Dort hatte Christian mal vor Jahren extra für die Feuerschale passend eine kreisförmige Fläche mit Feldsteinen gepflastert. Die außergewöhnlich warme Septembernacht war mit einem sternenklaren Himmel und einem Vollmond wie für ein Abschiedsfeuerchen geschaffen. „Apropos Sternenhimmel“, musste Anne schon vorweg schmunzeln.
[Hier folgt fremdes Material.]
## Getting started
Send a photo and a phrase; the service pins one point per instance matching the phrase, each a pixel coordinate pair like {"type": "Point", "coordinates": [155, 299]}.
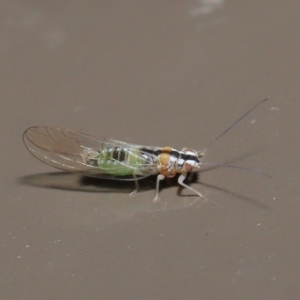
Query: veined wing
{"type": "Point", "coordinates": [64, 149]}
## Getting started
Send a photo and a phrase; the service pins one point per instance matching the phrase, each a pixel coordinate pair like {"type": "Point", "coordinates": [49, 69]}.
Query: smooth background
{"type": "Point", "coordinates": [156, 73]}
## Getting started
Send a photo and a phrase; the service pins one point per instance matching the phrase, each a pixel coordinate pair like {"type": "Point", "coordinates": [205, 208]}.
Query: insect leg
{"type": "Point", "coordinates": [181, 178]}
{"type": "Point", "coordinates": [159, 178]}
{"type": "Point", "coordinates": [136, 185]}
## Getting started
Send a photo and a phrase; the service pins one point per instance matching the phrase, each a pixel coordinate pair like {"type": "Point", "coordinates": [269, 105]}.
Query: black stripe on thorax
{"type": "Point", "coordinates": [118, 154]}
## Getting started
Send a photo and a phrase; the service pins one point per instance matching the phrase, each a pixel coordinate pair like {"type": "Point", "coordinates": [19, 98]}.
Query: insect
{"type": "Point", "coordinates": [111, 159]}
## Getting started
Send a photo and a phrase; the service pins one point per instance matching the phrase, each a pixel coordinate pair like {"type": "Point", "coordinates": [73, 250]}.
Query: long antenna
{"type": "Point", "coordinates": [238, 120]}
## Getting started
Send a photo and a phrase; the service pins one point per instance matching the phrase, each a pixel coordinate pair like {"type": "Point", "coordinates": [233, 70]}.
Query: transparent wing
{"type": "Point", "coordinates": [63, 149]}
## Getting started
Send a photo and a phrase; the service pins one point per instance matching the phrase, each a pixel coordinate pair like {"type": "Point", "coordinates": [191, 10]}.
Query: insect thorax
{"type": "Point", "coordinates": [172, 161]}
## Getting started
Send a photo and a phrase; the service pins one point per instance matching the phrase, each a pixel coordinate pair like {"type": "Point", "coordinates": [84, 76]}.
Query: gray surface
{"type": "Point", "coordinates": [160, 73]}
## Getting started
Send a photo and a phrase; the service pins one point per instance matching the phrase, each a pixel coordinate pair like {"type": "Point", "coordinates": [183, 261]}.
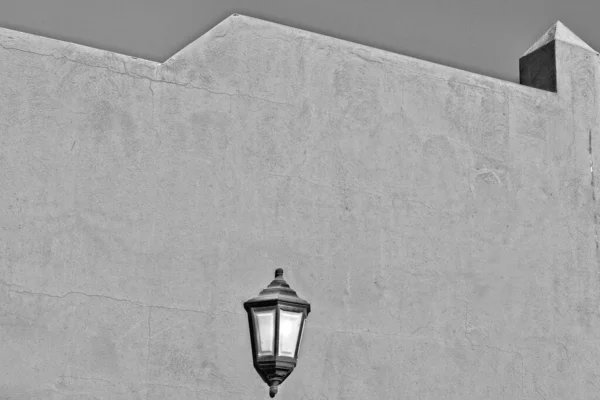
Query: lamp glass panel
{"type": "Point", "coordinates": [289, 329]}
{"type": "Point", "coordinates": [265, 332]}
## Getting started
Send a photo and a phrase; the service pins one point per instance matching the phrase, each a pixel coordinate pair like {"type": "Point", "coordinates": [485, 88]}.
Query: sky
{"type": "Point", "coordinates": [481, 36]}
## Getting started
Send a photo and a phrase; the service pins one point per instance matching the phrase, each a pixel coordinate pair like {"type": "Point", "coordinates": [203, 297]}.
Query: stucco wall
{"type": "Point", "coordinates": [440, 223]}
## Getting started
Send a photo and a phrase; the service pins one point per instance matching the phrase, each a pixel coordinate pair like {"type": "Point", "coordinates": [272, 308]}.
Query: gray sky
{"type": "Point", "coordinates": [483, 36]}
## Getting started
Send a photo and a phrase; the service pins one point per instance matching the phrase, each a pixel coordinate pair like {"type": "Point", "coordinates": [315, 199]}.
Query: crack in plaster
{"type": "Point", "coordinates": [153, 114]}
{"type": "Point", "coordinates": [101, 296]}
{"type": "Point", "coordinates": [592, 181]}
{"type": "Point", "coordinates": [148, 346]}
{"type": "Point", "coordinates": [142, 77]}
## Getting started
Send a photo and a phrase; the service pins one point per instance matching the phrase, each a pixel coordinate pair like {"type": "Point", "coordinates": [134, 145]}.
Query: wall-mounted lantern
{"type": "Point", "coordinates": [276, 319]}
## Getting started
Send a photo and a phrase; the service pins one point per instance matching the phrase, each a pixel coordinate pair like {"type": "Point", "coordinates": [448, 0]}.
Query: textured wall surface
{"type": "Point", "coordinates": [442, 224]}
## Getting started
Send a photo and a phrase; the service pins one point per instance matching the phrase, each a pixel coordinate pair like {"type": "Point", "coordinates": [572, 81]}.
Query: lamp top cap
{"type": "Point", "coordinates": [278, 290]}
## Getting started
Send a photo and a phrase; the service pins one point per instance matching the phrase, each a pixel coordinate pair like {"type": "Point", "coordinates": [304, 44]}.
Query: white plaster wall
{"type": "Point", "coordinates": [441, 223]}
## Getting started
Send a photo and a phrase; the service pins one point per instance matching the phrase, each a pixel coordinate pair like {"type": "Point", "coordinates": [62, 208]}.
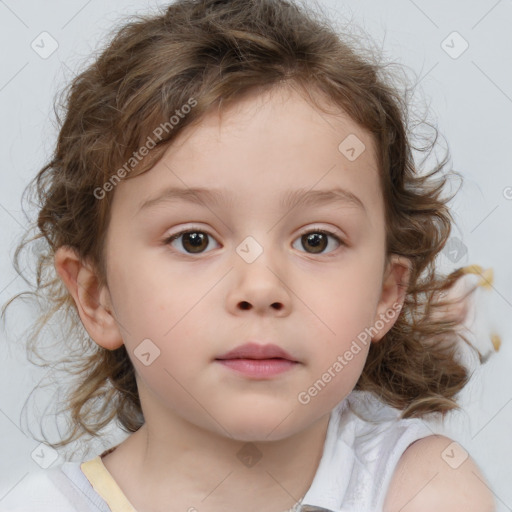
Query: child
{"type": "Point", "coordinates": [200, 155]}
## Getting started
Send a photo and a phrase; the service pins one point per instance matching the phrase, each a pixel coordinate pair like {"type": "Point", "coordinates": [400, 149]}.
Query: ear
{"type": "Point", "coordinates": [394, 289]}
{"type": "Point", "coordinates": [92, 301]}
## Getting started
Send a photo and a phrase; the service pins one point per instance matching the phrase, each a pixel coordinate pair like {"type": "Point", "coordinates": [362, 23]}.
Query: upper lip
{"type": "Point", "coordinates": [257, 351]}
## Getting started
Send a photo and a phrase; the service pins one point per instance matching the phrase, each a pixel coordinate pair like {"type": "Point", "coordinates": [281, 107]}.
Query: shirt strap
{"type": "Point", "coordinates": [105, 485]}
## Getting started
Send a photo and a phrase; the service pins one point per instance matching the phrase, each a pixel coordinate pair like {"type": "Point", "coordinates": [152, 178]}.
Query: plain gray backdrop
{"type": "Point", "coordinates": [462, 53]}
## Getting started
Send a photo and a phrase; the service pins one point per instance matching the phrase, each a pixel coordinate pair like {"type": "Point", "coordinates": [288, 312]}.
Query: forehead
{"type": "Point", "coordinates": [267, 144]}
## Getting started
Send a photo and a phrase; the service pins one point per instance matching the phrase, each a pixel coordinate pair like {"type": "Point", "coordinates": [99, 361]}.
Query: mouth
{"type": "Point", "coordinates": [256, 351]}
{"type": "Point", "coordinates": [258, 361]}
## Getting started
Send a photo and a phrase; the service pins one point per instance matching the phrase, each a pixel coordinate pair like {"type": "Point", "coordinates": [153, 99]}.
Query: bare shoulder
{"type": "Point", "coordinates": [433, 474]}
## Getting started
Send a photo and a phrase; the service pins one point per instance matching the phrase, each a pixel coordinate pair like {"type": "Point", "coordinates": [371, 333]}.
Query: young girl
{"type": "Point", "coordinates": [235, 217]}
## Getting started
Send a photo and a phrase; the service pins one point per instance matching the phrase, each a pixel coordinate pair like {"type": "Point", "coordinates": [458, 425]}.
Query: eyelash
{"type": "Point", "coordinates": [168, 240]}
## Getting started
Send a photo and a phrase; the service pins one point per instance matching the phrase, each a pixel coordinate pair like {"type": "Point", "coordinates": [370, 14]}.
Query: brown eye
{"type": "Point", "coordinates": [192, 241]}
{"type": "Point", "coordinates": [316, 242]}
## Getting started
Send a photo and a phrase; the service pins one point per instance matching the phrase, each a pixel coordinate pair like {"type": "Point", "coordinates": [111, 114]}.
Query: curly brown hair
{"type": "Point", "coordinates": [217, 51]}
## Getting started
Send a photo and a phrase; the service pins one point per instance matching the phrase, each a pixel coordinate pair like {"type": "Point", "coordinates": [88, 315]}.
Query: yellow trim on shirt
{"type": "Point", "coordinates": [105, 485]}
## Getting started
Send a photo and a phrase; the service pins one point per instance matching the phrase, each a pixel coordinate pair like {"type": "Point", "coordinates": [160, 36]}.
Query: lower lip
{"type": "Point", "coordinates": [258, 367]}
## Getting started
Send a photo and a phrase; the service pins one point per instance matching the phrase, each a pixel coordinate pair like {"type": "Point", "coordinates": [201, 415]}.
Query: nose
{"type": "Point", "coordinates": [259, 286]}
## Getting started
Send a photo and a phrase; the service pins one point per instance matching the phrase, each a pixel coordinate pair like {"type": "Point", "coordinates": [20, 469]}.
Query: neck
{"type": "Point", "coordinates": [181, 467]}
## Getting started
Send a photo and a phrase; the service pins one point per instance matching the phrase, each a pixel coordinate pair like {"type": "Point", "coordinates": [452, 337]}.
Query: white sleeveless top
{"type": "Point", "coordinates": [364, 442]}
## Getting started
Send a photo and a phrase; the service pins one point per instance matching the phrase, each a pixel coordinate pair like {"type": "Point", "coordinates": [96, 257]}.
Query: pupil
{"type": "Point", "coordinates": [314, 240]}
{"type": "Point", "coordinates": [196, 240]}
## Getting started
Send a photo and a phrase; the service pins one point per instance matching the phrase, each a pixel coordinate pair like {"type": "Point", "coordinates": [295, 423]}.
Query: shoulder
{"type": "Point", "coordinates": [436, 473]}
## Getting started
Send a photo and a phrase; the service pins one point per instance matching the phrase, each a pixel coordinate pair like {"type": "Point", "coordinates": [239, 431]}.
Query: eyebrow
{"type": "Point", "coordinates": [290, 200]}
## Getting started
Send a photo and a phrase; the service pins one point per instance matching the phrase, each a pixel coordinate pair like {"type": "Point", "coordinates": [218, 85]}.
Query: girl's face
{"type": "Point", "coordinates": [308, 278]}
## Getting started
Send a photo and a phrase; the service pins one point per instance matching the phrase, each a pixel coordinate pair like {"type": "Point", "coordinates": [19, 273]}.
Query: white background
{"type": "Point", "coordinates": [470, 98]}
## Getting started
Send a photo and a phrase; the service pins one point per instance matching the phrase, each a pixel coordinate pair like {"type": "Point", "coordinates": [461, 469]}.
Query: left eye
{"type": "Point", "coordinates": [318, 240]}
{"type": "Point", "coordinates": [196, 241]}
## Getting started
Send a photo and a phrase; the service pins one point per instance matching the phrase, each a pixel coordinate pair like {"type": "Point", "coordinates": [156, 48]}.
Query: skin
{"type": "Point", "coordinates": [195, 307]}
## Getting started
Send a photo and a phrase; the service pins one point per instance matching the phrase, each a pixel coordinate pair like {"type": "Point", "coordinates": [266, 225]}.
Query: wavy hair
{"type": "Point", "coordinates": [216, 52]}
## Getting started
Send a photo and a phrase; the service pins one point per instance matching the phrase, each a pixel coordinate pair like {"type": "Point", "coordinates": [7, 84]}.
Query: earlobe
{"type": "Point", "coordinates": [394, 290]}
{"type": "Point", "coordinates": [92, 301]}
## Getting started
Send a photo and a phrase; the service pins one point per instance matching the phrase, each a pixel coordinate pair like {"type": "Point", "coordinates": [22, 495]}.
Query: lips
{"type": "Point", "coordinates": [257, 351]}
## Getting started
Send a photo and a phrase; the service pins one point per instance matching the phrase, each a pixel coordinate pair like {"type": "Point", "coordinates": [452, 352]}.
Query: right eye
{"type": "Point", "coordinates": [194, 241]}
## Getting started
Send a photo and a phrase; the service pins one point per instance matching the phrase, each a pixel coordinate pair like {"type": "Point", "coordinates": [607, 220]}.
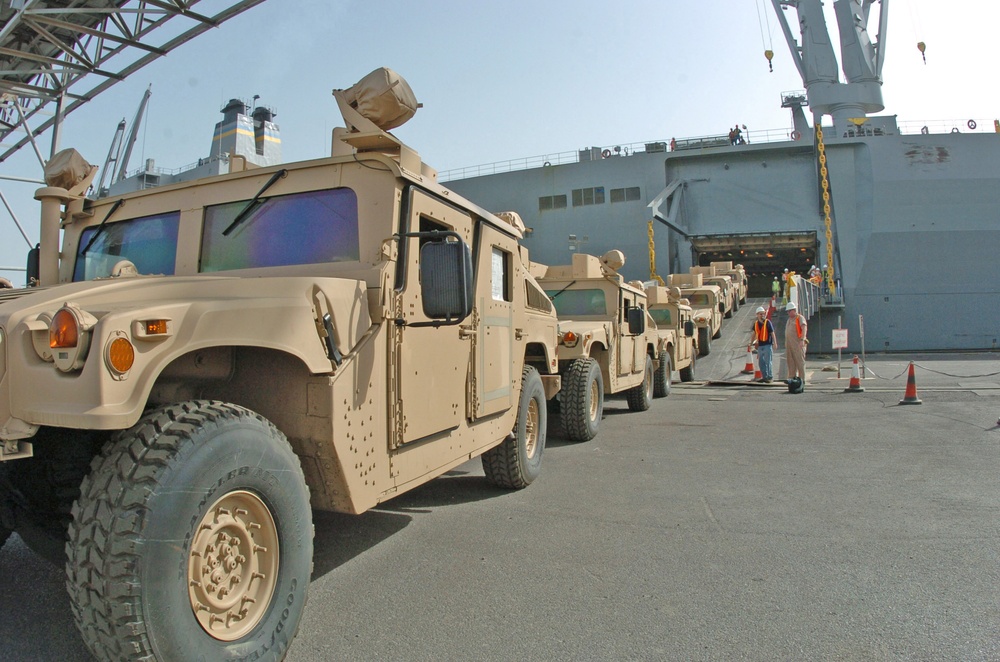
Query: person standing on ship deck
{"type": "Point", "coordinates": [795, 343]}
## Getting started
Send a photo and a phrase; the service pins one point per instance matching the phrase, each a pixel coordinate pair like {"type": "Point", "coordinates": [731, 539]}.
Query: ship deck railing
{"type": "Point", "coordinates": [714, 141]}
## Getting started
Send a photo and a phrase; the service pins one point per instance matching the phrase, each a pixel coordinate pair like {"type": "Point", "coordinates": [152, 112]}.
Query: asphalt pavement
{"type": "Point", "coordinates": [732, 521]}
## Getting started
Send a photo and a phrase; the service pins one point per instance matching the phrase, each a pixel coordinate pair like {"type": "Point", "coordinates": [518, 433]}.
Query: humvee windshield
{"type": "Point", "coordinates": [698, 299]}
{"type": "Point", "coordinates": [150, 243]}
{"type": "Point", "coordinates": [661, 316]}
{"type": "Point", "coordinates": [302, 228]}
{"type": "Point", "coordinates": [578, 302]}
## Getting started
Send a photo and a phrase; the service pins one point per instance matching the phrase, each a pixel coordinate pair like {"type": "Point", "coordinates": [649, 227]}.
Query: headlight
{"type": "Point", "coordinates": [69, 337]}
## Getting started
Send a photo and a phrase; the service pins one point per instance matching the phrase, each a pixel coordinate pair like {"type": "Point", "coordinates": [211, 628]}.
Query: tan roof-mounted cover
{"type": "Point", "coordinates": [66, 169]}
{"type": "Point", "coordinates": [384, 97]}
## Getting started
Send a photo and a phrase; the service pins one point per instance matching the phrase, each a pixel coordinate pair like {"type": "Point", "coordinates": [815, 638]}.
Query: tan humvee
{"type": "Point", "coordinates": [739, 276]}
{"type": "Point", "coordinates": [607, 341]}
{"type": "Point", "coordinates": [730, 297]}
{"type": "Point", "coordinates": [706, 304]}
{"type": "Point", "coordinates": [676, 328]}
{"type": "Point", "coordinates": [216, 358]}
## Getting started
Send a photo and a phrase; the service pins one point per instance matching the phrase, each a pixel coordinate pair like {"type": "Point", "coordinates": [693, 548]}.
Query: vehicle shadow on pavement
{"type": "Point", "coordinates": [455, 487]}
{"type": "Point", "coordinates": [339, 537]}
{"type": "Point", "coordinates": [37, 622]}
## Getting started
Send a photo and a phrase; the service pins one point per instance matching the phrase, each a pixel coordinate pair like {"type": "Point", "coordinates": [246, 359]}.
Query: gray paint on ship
{"type": "Point", "coordinates": [917, 224]}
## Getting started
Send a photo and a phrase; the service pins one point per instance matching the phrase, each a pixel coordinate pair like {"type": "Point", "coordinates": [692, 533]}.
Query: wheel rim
{"type": "Point", "coordinates": [594, 394]}
{"type": "Point", "coordinates": [531, 428]}
{"type": "Point", "coordinates": [233, 565]}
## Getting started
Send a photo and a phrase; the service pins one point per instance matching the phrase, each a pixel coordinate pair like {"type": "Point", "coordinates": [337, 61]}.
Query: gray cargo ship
{"type": "Point", "coordinates": [914, 218]}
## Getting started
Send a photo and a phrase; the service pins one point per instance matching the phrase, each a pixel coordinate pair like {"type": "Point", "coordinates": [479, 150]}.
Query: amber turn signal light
{"type": "Point", "coordinates": [64, 331]}
{"type": "Point", "coordinates": [121, 355]}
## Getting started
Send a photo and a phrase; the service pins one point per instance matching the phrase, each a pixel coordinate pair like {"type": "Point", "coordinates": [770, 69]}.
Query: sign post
{"type": "Point", "coordinates": [839, 342]}
{"type": "Point", "coordinates": [861, 325]}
„Erinnerst du dich noch an den Zeitungsartikel „Wo wir der Milchstraße am nächsten kommen?“
„Klar, es ist aber schon etwas länger her“, runzelte Christian nachdenklich die Stirn. „Wie hieß es nochmal? Das Zentrum des Nirgendwo? Die Metropole der Einsamkeit?“
„Genau, der am dünnsten besiedelte Landkreis. Laut Bertram statistisch unbesiedelt“, lachte Anne.
„Stimmt, das hat er gesagt, als wir neulich bei ihm im Gutshaus zu Besuch waren.“
„Egal wie, für diejenigen, die liebend gern Sterne beobachten, ist es hier das Paradies.“ In dem Moment fiel es Anne ein: „Die ISS könnte sich langsam zeigen.“
„Hast du nachgeschaut, wann sie in unseren Breiten ihre Runde dreht?“

Anne schaute sehnsüchtig in den dunklen Himmel. Ohne Brille verwechselte sie zwischendurch den Polarstern mit der internationalen Raumstation. Und siehe da… .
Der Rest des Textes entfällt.